Na enig studeerwerk besloot ik dan maar de trein naar Woerden te nemen, van Woerden de trein naar Amsterdam en van daar die naar Zandvoort. Keulen en Aken natuurlijk, maar om 10 voor 4 stapte ik in Zandvoort op mijn fietsje. De vogel was intussen geruime tijd zoek geweest, teruggevonden en hoog naar zuidoost gevlogen. Misschien achter het bos weer geland, maar misschien ook niet. Een hachelijke onderneming dus, maar wat voor keus had ik? In de Amsterdamse waterleidingduinen ben je vanaf Zandvoort zo en dat is eigenlijk op zich al mooi zat: avondwandeling door de Amsterdamse waterleidingduinen. Door het buitenduin (zingende graspiepers) en door het middenduin (zingende boompiepers).

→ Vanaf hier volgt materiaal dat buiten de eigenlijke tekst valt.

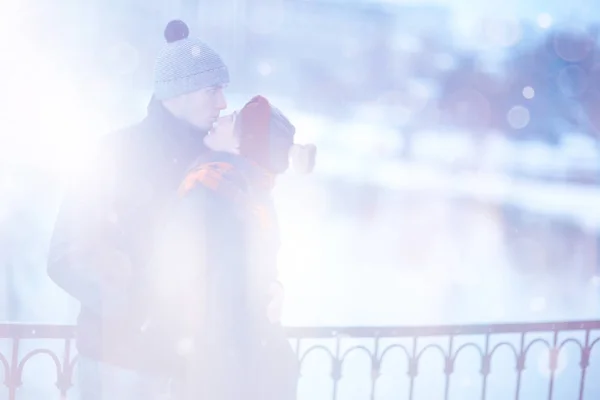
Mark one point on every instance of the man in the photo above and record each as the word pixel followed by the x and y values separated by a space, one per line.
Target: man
pixel 217 253
pixel 102 238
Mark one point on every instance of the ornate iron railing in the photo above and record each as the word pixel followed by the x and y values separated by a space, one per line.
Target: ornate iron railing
pixel 521 361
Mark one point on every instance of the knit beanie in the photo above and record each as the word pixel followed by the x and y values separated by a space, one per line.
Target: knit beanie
pixel 186 64
pixel 266 135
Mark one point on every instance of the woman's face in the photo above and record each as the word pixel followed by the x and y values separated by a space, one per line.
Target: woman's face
pixel 223 137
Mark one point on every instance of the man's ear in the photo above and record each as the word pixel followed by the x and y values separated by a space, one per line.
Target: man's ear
pixel 303 158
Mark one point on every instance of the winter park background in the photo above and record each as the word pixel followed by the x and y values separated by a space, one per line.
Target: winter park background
pixel 457 176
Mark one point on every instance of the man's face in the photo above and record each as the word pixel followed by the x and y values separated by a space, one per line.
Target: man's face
pixel 202 108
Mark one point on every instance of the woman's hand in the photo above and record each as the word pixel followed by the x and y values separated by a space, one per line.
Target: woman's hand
pixel 275 308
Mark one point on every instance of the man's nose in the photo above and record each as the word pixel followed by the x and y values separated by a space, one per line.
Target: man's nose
pixel 221 102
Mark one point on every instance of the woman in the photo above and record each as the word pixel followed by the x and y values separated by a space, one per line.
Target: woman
pixel 221 240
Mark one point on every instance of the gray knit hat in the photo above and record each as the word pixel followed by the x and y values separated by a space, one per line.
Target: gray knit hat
pixel 186 64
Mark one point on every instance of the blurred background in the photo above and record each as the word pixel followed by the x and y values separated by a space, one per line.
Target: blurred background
pixel 458 167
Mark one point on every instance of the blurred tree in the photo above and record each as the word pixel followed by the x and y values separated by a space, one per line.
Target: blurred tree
pixel 548 88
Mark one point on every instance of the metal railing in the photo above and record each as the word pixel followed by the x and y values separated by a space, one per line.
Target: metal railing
pixel 424 362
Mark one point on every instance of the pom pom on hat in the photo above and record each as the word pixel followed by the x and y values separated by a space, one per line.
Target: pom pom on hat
pixel 176 30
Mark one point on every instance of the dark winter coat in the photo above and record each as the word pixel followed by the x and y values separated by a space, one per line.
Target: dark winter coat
pixel 222 240
pixel 104 231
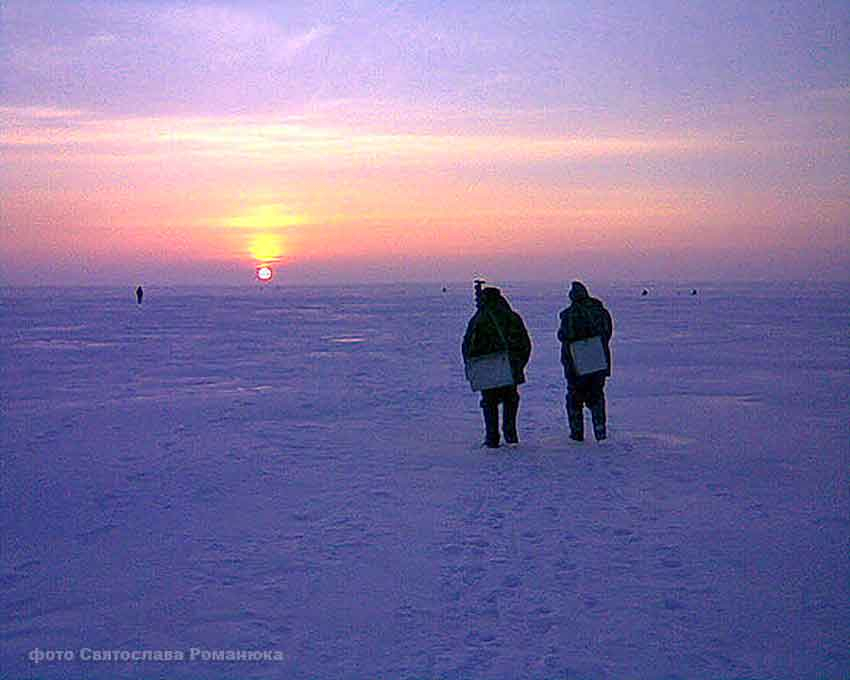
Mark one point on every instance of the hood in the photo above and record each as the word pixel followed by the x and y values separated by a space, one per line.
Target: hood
pixel 578 291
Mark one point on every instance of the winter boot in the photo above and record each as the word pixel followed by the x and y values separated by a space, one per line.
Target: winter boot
pixel 510 409
pixel 491 425
pixel 597 412
pixel 575 418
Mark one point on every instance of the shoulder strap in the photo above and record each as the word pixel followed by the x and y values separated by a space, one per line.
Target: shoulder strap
pixel 498 328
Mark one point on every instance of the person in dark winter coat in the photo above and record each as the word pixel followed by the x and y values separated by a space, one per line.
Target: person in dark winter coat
pixel 586 317
pixel 483 337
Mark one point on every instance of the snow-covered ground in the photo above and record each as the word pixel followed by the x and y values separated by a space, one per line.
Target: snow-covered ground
pixel 296 471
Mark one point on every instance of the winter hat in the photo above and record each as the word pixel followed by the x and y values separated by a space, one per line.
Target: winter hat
pixel 490 294
pixel 578 291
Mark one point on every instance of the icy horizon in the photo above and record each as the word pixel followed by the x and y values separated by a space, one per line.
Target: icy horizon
pixel 221 470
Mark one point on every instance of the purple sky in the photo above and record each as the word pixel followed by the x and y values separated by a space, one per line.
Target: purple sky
pixel 344 141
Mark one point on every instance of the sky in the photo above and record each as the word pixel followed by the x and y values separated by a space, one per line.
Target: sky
pixel 165 142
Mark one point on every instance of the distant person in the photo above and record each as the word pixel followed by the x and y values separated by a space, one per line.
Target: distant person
pixel 585 318
pixel 495 327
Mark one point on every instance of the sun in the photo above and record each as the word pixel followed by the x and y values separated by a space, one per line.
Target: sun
pixel 264 273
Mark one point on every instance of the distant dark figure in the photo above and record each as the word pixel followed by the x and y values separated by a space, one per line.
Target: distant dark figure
pixel 586 317
pixel 493 328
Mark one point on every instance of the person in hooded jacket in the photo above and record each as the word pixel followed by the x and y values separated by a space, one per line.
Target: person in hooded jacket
pixel 586 317
pixel 483 337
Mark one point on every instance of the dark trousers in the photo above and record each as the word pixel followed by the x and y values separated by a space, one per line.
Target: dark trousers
pixel 490 400
pixel 588 390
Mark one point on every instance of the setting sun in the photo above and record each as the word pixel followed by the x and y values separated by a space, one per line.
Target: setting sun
pixel 266 247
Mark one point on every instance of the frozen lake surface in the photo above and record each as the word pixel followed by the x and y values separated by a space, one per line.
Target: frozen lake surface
pixel 297 470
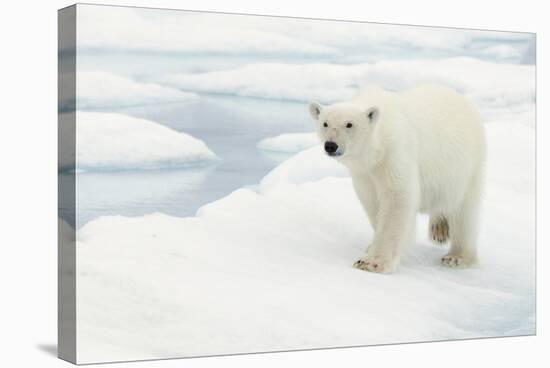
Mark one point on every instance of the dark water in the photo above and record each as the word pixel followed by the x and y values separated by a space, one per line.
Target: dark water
pixel 230 126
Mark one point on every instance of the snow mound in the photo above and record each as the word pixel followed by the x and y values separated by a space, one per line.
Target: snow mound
pixel 98 89
pixel 108 141
pixel 307 166
pixel 273 271
pixel 289 143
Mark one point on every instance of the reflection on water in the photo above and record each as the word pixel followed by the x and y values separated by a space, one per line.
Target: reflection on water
pixel 134 193
pixel 230 126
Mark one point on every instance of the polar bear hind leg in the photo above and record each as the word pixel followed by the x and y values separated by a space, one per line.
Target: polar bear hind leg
pixel 463 228
pixel 439 229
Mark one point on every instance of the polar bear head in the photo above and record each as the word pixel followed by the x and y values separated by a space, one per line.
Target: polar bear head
pixel 344 129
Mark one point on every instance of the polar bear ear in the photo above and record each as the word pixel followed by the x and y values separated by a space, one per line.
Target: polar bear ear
pixel 315 109
pixel 372 114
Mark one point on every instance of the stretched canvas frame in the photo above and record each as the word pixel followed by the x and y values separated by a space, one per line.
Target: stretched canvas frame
pixel 258 68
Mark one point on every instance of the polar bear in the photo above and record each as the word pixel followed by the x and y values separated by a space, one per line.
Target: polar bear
pixel 418 150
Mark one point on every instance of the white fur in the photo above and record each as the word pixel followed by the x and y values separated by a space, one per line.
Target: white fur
pixel 419 150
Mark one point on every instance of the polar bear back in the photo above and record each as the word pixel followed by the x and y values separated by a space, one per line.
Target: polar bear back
pixel 436 129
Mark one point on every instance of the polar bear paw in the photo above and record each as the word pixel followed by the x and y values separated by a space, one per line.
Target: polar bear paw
pixel 375 264
pixel 454 261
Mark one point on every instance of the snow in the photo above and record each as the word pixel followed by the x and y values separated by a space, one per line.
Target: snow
pixel 307 166
pixel 108 141
pixel 489 84
pixel 502 52
pixel 271 270
pixel 289 142
pixel 99 89
pixel 196 32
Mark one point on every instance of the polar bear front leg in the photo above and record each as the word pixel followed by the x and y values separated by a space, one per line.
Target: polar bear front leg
pixel 394 221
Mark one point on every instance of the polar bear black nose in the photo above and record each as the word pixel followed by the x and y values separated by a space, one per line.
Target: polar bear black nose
pixel 331 147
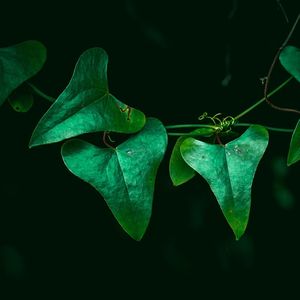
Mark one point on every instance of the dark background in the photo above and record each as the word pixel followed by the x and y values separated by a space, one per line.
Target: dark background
pixel 58 239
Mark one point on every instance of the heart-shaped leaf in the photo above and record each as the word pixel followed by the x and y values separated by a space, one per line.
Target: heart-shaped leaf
pixel 294 150
pixel 229 170
pixel 180 171
pixel 86 105
pixel 18 63
pixel 290 60
pixel 124 176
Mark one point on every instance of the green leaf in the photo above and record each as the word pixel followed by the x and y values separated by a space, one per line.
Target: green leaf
pixel 294 150
pixel 124 176
pixel 19 63
pixel 229 171
pixel 290 60
pixel 86 105
pixel 21 100
pixel 180 171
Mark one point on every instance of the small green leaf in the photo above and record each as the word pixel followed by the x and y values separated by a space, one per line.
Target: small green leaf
pixel 86 105
pixel 124 176
pixel 19 63
pixel 294 150
pixel 180 171
pixel 21 100
pixel 290 60
pixel 229 171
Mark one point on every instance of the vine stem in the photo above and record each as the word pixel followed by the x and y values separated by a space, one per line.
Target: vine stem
pixel 190 126
pixel 40 93
pixel 287 130
pixel 264 98
pixel 272 68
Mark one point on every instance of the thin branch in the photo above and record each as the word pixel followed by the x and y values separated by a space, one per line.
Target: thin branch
pixel 267 82
pixel 283 11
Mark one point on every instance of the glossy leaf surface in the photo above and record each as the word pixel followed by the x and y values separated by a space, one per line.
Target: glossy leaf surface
pixel 294 151
pixel 86 105
pixel 19 63
pixel 180 171
pixel 229 171
pixel 124 176
pixel 290 60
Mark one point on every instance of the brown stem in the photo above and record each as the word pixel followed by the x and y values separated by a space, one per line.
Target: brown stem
pixel 267 82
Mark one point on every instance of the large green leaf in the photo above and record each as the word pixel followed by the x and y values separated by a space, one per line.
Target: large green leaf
pixel 124 176
pixel 180 171
pixel 18 63
pixel 86 105
pixel 290 60
pixel 229 170
pixel 294 151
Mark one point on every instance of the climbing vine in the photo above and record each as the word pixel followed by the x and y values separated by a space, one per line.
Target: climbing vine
pixel 124 174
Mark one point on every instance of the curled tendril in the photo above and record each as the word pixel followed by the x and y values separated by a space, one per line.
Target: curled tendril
pixel 222 124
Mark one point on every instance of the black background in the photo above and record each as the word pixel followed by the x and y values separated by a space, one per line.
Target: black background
pixel 58 239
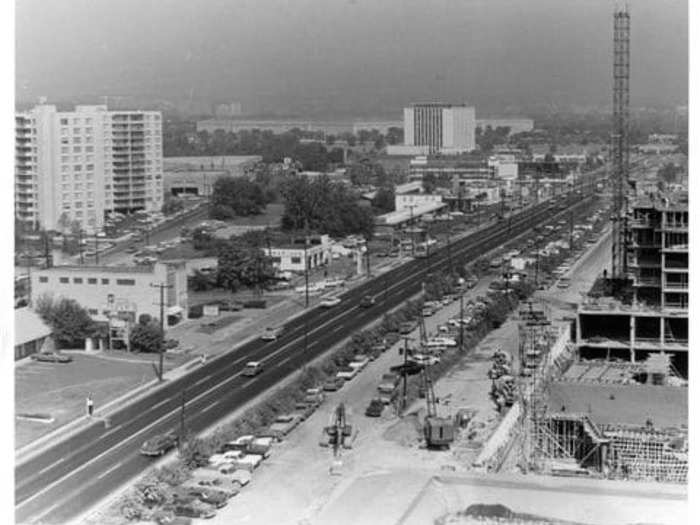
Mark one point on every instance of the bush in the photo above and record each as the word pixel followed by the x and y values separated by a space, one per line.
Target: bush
pixel 172 475
pixel 196 453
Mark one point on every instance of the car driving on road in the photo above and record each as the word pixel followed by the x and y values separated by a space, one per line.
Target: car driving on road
pixel 367 301
pixel 329 302
pixel 159 445
pixel 270 334
pixel 252 368
pixel 52 357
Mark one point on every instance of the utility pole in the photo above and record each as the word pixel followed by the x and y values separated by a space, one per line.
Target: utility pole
pixel 306 262
pixel 404 374
pixel 413 232
pixel 181 441
pixel 80 246
pixel 162 288
pixel 461 321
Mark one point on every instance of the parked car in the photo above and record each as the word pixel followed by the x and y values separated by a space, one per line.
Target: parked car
pixel 375 408
pixel 159 445
pixel 333 384
pixel 252 368
pixel 424 360
pixel 52 357
pixel 406 327
pixel 192 510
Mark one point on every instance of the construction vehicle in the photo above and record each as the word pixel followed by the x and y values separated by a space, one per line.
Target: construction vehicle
pixel 501 364
pixel 439 432
pixel 338 433
pixel 503 392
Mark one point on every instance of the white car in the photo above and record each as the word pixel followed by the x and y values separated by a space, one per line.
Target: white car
pixel 425 360
pixel 328 302
pixel 445 341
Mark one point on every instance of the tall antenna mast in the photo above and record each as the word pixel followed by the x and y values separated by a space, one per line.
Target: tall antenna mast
pixel 620 140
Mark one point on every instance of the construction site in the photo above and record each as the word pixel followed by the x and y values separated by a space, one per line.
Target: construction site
pixel 614 404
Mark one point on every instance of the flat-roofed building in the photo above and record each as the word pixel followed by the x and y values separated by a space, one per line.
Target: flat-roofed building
pixel 31 333
pixel 128 290
pixel 288 255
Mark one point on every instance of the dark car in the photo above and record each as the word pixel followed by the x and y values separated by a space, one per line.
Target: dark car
pixel 192 510
pixel 159 445
pixel 367 301
pixel 375 408
pixel 52 357
pixel 213 497
pixel 333 384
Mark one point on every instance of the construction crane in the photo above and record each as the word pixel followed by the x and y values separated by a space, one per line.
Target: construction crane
pixel 338 434
pixel 620 141
pixel 439 432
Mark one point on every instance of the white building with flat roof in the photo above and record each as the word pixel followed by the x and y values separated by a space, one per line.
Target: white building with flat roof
pixel 77 166
pixel 289 257
pixel 127 290
pixel 441 128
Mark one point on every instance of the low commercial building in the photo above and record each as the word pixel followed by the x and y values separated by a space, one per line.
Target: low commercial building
pixel 125 290
pixel 289 256
pixel 197 175
pixel 32 334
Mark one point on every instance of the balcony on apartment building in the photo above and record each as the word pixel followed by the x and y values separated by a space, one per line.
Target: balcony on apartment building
pixel 643 262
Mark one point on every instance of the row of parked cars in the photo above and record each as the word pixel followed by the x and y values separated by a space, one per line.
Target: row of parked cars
pixel 229 469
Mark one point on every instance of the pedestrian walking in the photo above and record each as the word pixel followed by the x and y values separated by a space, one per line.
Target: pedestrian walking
pixel 90 405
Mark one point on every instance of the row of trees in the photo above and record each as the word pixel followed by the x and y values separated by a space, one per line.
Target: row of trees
pixel 321 205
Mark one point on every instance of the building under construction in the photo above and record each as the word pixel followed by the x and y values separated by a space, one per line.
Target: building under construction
pixel 649 315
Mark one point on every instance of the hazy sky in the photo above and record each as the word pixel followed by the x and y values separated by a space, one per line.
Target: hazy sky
pixel 361 56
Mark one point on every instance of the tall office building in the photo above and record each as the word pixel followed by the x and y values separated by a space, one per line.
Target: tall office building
pixel 441 128
pixel 79 165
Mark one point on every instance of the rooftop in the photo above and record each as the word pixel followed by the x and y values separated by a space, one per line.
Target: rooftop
pixel 616 404
pixel 98 269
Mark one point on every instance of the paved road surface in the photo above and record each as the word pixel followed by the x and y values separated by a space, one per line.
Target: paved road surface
pixel 63 481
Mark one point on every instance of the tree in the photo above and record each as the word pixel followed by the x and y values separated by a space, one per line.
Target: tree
pixel 667 173
pixel 147 337
pixel 241 265
pixel 172 205
pixel 236 196
pixel 70 323
pixel 325 207
pixel 384 199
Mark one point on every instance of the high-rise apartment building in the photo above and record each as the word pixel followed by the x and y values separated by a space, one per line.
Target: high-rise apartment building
pixel 79 165
pixel 442 128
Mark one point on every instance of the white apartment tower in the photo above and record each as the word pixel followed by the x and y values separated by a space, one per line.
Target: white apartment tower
pixel 442 128
pixel 76 166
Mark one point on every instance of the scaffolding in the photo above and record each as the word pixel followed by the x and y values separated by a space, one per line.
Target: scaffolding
pixel 647 454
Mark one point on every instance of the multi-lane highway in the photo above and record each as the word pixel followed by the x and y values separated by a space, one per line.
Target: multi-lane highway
pixel 63 481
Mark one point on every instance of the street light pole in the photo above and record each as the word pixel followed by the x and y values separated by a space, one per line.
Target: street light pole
pixel 162 288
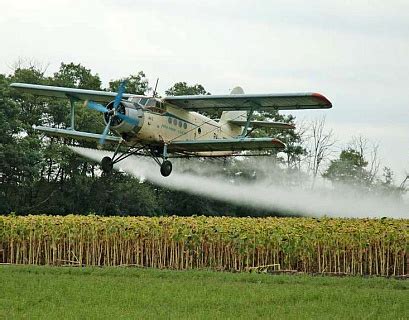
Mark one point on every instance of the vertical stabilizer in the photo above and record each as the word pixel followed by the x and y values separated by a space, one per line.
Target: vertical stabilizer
pixel 234 115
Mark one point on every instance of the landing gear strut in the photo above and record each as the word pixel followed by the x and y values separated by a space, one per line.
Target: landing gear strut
pixel 166 168
pixel 107 164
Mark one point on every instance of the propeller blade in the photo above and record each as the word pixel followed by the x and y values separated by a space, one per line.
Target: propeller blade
pixel 127 119
pixel 105 133
pixel 118 97
pixel 96 106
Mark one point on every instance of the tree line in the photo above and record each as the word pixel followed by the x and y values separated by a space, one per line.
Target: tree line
pixel 40 175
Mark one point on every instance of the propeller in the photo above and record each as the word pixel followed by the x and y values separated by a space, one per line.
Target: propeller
pixel 111 113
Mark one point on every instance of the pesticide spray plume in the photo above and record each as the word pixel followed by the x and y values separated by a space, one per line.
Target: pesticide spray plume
pixel 205 180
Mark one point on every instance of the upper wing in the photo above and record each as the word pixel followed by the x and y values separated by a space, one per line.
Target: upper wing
pixel 61 92
pixel 263 124
pixel 288 101
pixel 225 145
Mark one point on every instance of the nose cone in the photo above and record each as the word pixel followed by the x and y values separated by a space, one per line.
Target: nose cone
pixel 237 90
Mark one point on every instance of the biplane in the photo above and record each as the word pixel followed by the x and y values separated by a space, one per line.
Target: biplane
pixel 173 126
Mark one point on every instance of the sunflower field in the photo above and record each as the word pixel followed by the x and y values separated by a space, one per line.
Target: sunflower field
pixel 353 246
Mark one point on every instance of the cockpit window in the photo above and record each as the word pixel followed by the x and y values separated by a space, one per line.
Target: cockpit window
pixel 143 101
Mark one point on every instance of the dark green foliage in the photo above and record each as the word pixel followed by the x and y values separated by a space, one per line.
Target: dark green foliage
pixel 183 89
pixel 39 174
pixel 349 168
pixel 136 84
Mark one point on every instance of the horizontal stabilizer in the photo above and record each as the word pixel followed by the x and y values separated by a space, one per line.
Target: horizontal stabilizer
pixel 76 135
pixel 241 144
pixel 263 124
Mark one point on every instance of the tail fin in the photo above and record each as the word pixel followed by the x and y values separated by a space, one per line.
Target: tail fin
pixel 234 115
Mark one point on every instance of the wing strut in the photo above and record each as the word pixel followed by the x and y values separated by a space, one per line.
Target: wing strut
pixel 72 103
pixel 249 116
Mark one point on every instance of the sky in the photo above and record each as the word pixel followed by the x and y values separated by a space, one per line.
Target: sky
pixel 354 52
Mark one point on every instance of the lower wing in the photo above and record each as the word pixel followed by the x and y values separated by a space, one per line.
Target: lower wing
pixel 225 145
pixel 77 135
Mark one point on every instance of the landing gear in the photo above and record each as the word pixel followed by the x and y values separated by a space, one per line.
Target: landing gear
pixel 166 168
pixel 107 164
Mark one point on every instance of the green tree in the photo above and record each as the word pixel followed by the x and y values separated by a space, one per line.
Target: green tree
pixel 183 89
pixel 349 168
pixel 135 84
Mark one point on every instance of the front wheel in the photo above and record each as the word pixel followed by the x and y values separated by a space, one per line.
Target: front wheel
pixel 166 168
pixel 107 164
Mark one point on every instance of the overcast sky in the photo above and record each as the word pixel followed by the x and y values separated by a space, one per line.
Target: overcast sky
pixel 354 52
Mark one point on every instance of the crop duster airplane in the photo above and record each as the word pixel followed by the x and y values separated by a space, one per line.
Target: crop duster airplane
pixel 172 126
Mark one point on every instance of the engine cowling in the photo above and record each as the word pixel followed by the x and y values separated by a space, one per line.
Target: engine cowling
pixel 122 127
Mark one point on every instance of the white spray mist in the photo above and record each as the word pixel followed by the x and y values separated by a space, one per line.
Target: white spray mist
pixel 262 193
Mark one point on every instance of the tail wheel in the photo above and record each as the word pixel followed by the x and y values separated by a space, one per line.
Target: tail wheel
pixel 107 164
pixel 166 168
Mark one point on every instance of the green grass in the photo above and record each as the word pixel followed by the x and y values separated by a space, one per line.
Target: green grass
pixel 30 292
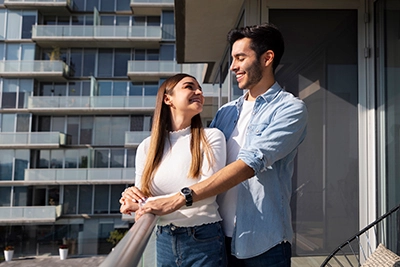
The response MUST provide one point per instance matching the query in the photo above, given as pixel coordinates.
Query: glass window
(8, 123)
(105, 63)
(123, 5)
(23, 122)
(167, 52)
(119, 125)
(44, 124)
(6, 163)
(22, 196)
(9, 96)
(57, 158)
(138, 21)
(2, 23)
(86, 130)
(83, 158)
(25, 90)
(44, 159)
(105, 88)
(119, 88)
(21, 163)
(14, 25)
(101, 158)
(57, 124)
(75, 62)
(85, 199)
(73, 129)
(130, 161)
(102, 130)
(115, 196)
(117, 158)
(89, 62)
(122, 56)
(153, 54)
(151, 88)
(70, 199)
(5, 195)
(27, 22)
(101, 196)
(71, 158)
(153, 21)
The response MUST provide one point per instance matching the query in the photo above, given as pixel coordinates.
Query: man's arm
(219, 182)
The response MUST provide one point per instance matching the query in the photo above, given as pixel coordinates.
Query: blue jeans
(278, 256)
(198, 246)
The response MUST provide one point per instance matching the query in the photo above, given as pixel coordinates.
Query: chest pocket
(256, 129)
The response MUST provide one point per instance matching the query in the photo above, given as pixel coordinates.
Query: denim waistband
(174, 230)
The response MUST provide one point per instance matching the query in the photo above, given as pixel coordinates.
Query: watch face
(186, 191)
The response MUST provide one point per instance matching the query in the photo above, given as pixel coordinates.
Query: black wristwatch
(187, 193)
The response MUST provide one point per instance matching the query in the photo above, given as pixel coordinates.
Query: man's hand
(162, 205)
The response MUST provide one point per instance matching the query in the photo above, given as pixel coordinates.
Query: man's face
(245, 64)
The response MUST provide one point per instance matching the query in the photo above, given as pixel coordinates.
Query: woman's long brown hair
(160, 132)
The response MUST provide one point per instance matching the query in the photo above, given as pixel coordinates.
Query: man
(263, 128)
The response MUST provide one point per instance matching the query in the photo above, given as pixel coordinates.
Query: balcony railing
(79, 176)
(130, 249)
(140, 7)
(140, 70)
(33, 140)
(45, 6)
(135, 138)
(29, 214)
(94, 36)
(94, 104)
(38, 69)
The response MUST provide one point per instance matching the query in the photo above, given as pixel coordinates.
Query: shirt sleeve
(273, 140)
(217, 143)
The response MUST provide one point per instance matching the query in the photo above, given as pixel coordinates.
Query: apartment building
(78, 81)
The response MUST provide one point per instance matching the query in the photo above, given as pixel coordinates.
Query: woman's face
(186, 97)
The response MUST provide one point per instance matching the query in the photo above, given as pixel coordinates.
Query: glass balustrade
(105, 31)
(136, 137)
(90, 102)
(10, 139)
(60, 176)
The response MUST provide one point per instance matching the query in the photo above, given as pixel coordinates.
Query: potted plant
(63, 250)
(8, 253)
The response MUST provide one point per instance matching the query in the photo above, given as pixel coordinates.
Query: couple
(185, 164)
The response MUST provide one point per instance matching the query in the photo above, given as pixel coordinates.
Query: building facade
(78, 82)
(342, 58)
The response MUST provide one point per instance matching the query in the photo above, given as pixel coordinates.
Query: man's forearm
(223, 180)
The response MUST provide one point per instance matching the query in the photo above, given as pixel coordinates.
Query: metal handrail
(129, 250)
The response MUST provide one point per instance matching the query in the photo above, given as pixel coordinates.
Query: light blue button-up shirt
(276, 128)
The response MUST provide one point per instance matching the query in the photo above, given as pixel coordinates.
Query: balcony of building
(33, 139)
(76, 176)
(151, 7)
(133, 139)
(42, 70)
(90, 104)
(118, 36)
(150, 70)
(32, 214)
(59, 7)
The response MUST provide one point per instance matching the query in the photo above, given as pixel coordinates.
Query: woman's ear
(167, 99)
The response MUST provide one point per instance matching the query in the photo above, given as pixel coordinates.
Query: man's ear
(268, 57)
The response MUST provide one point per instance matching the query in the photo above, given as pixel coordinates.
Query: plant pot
(8, 254)
(63, 253)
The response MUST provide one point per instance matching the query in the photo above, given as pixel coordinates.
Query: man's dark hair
(263, 37)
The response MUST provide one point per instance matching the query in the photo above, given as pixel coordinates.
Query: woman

Duinprairies, verspreide struwelen, dichte bossen, kanalen. En volop voor een scharrelaar bijzonder geschikte locaties. Speld in een hooiberg. Boomleeuwerik, blauwborst, kort wielewaal, nachtegaal en een mooie man grauwe klauwier. Maar geen scharrelaar. Zowat twee uur gestaan op de plek waar de vogel vanmorgen ontdekt en later weer teruggevonden is. Boomvalk, koekoek, boomleeuwerik (mooi in een nabij boompje), maar geen scharrelaar. Al zowat drie uur op zoek, nul resultaat. Verder een leuke middag natuurlijk, maar het geloof raakte op.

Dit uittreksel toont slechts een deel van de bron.